Turmeric powder can be massaged directly into the gum of a sore tooth, or one teaspoon can be mixed into a paste with 1/2 a teaspoon of water and applied to the tooth. This can be repeated as often as necessary. Turmeric, an anti-inflammatory and an antibacterial, is an ingredient in a number of natural toothpaste products. One research study found turmeric to be as effective as ibuprofen for pain relief.
Home Toothache Solutions in a Pinch
If none of the previous ingredients are in the kitchen cabinet, or it is the middle of the night, grab one of these instant pain relievers for a toothache remedy.
Ice cubes can be effective either in an ice pack or as a compress. Ice is useful if there is swelling from a possible abscess or injury. Place the ice pack on the cheek or wrap a few loose ice cubes in a clean towel and press on the face. This compress should be applied for about 20 minutes. If gums are red, or there is a fever, it is likely an infection is present. An appointment to see the dentist promptly is recommended.

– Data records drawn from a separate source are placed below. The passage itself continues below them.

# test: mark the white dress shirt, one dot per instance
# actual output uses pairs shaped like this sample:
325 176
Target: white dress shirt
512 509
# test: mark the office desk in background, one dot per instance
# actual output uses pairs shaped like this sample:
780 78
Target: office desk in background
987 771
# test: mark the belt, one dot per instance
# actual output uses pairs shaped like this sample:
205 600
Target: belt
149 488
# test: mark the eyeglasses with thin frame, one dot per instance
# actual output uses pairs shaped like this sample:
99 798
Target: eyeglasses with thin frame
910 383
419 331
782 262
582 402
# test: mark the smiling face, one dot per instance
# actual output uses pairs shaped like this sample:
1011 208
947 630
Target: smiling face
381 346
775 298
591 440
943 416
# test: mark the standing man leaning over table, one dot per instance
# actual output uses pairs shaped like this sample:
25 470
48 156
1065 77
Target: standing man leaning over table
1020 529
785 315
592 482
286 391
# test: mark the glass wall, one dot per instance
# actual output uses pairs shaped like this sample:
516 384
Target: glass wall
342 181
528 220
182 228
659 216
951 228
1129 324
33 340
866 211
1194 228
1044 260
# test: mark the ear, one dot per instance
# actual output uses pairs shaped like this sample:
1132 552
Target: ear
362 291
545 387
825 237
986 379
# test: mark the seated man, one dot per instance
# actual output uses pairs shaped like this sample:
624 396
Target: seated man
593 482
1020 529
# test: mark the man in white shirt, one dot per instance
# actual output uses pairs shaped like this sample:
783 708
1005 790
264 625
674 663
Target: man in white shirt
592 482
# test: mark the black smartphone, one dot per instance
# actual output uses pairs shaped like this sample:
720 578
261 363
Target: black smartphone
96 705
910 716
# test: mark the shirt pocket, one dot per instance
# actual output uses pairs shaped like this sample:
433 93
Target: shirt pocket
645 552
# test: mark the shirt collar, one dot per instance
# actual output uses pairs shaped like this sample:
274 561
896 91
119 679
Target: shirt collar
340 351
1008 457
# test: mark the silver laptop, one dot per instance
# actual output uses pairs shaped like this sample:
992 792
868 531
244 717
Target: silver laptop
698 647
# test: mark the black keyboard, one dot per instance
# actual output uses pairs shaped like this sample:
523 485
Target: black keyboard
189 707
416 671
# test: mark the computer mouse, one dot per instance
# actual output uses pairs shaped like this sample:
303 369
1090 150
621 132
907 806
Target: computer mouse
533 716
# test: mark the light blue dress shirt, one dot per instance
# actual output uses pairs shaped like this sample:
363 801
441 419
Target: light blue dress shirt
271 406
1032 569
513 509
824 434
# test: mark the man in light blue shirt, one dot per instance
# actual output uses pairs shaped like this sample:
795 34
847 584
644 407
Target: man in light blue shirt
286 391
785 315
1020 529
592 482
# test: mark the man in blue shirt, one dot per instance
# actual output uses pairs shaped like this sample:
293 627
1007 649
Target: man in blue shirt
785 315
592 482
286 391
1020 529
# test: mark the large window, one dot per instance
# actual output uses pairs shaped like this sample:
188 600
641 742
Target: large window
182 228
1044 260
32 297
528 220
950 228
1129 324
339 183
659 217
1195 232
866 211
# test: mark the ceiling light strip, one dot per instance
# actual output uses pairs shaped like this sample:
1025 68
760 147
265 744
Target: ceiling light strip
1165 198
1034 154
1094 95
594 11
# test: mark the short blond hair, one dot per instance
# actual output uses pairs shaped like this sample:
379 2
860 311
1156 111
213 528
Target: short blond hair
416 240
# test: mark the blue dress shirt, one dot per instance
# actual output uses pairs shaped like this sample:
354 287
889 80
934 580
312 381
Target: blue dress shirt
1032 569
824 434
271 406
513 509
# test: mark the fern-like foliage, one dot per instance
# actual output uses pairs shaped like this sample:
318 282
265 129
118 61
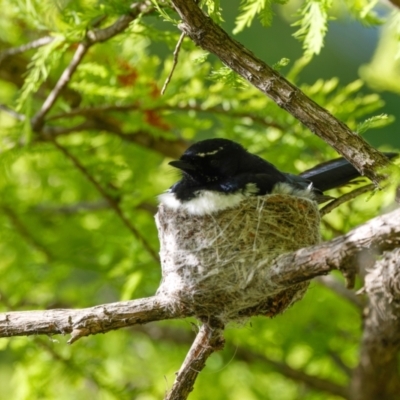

A warm salt water gargle can be prepared in just a few minutes. Heat one cup of water in the microwave until warm. Add 1/4 to 1/2 teaspoons of salt, stir to dissolve and swish in the mouth for about 30 seconds, then spit out. The salt water will decrease the pressure on nerve endings, draw fluid from the tissues and diminish the swelling. Repeat as needed.
Tea bags are a simple and quick cure for toothaches. The key is to choose a tea with a high tannin content, like black or green tea. Tannin is a substance present in plants that is antimicrobial and helps reduce swelling. To prepare the application, microwave the tea bag in a small amount of water for about 30 seconds, or until warm. Squeeze the majority of water out of the bag and apply it inside the mouth, around the painful tooth. Keep the mouth closed to retain the heat of the tea bag.
Any of these natural remedies should help reduce the pain and inflammation of a toothache temporarily, but toothaches do not heal themselves. It is always wise to have an evaluation at the dentist’s office. Tooth problems can escalate without professional treatment, and time can make matters worse.